Reviewed by L.D.Y.
Trade, 308 pages, 2001
Rating: 10/10
Reason for Reading: Showed up on a lot of people’s best-of lists.
Synopsis: A small village is struck with the plague in 1666 England, and is convinced by the town’s minister that they must quarantine themselves to avoid spreading it to other towns. Through the eyes of Anna, a widowed mother, we watch a town struggling with faith, superstition, isolation, fear, and love. Anna finds herself thrust into the center of the action with her appalling family and a discovered gift with healing herbs that brings her to friendship with the minister’s wife, Elinor.
Why you should read this book: Just the right chord is struck in Year of Wonders: it doesn’t go overboard with historical details, and it doesn’t stoop to cheesy love scenes, the downfalls of many historical novels. Anna’s character is strong and intelligent, but keeps with the times, rather than turning into an overzealous feminist plucked from the modern age. A fascinating story that balances a lot of action with thoughtful reflection and heartbreak. Definitely at the top of the historical fiction genre.
Why you should avoid this book: If you’re the kind of person that gets really attached to characters in a novel, a book about the plague is not the way to go – Brooks, like the plague itself, doesn’t pull punches. Warnings also to the squeamish that plague is definitely not an attractive way to die.
Opening paragraph:
I used to love this season. The wood stacked by the door, the tang of its sap still speaking of forest. The hay made, all golden in the low afternoon light The rumble of the apples tumbling into the cellar bins. Smells and sights and sounds that said this year it would be all right: there’d be food and warmth for the babies by the time the snows came. I used to love to walk in the apple orchard at this time of the year, to feel the soft give underfoot when I trod on a fallen fruit. Thick, sweet scents of rotting apple and wet wood. This year, the hay stooks are few and the woodpile scant, and neither matters much to me.
Fabulous quotes:
There was a full moon that night, which was fortunate, for otherwise I’m sure I would have fallen into a ditch as I stumbled home, almost running despite my exhaustion, as the thistles tore at my ankles and the briars caught at my skirt. I could barely speak to the Martin girl as she roused herself heavily from her fireside slumber. I threw off my cloak and rushed up the stairs. A square of silvery light bathed the two little bodies. Both breathed easily. Jamie had an arm around his brother. I stretched out a hand to his forehead, terrified of what I might feel. My fingers brushed his soft skin. It was blessedly cool.

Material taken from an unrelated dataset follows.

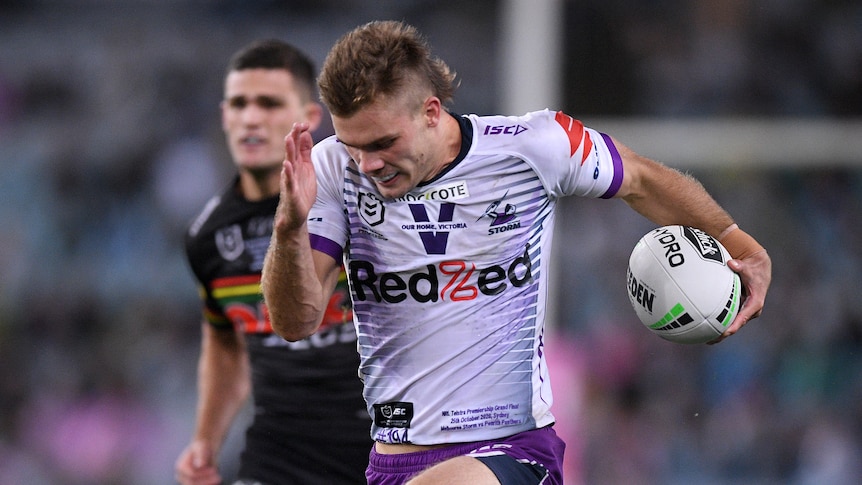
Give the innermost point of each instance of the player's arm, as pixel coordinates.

‘Thank you,’ I said. ‘Oh, thank you, God.’
Kate Talbot opened the door, her fist pressed hard into the small of her aching back. She was round-bellied with her first child, due at Shrovetide. As I had expected, the smell of rotten apples filled the house. That scent, once beloved, now was so married in my mind with sickrooms that it made me gag. But there was another smell, also, in the Talbot house: the odor of burned meat left to rot. Richard Talbot, the strongest man in our village, lay wasted and whimpering upon his bed like an infant, the flesh of his groin singed as black as a roasted beef. The place where the iron had seared was laid open to the muscle, seeping pus and green with putrefaction.
Also recommended: The Other Boleyn Girl by Philippa Gregory; Fingersmith by Sarah Waters; Middlesex by Jeffrey Eugenides.
Also by this author: March; Dames and Daughters of Colonial Days; Nine Parts of Desire: The Hidden World of Islamic Women; Foreign Correspondence: A Pen Pal’s Journal from Down Under to All Over.